More research is needed on dietary factors, because other cancers were thought to be linked to fat consumption and no associations were found after large prospective studies were completed.145 Breast cancer is a prime example of why additional research may change the perception that fat (by itself) is strongly linked to cancer.
Cardiovascular disease is still the number one cause of overall mortality and a major cause of death after a diagnosis of many cancers. Therefore, complementary medicine should be stressed in relation to its potential benefit in reducing cardiovascular disease- at least until sufficient cancer research is completed.
Main Points.
Whether or not dietary soy products play a role in preventing prostate cancer or slowing the progression of this disease remains to be determined. Numerous ongoing clinical trials are addressing this issue.

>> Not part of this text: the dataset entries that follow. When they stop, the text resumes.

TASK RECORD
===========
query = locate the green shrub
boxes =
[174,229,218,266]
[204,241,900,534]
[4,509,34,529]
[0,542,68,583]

Soy pills have not demonstrated a clinical benefit for reducing hot flashes from cancer treatment. Other soy-derivative capsules do not have enough evidence to recommend their use to reduce the risk of osteoporosis; also, some of these capsules may have serious adverse effects.
Diets low in fat may improve the absorption and action of soy products. Obesity may also be a strong risk factor for prostate cancer and could negatively impact prognosis.
Dietary fat as a risk factor for prostate cancer has not been supported by recent prospective studies. Saturated fat should be reduced for the cardiovascular benefits.
Complementary medicine should be stressed in relation to its potential benefit in reducing cardiovascular disease-at least until sufficient cancer research is completed.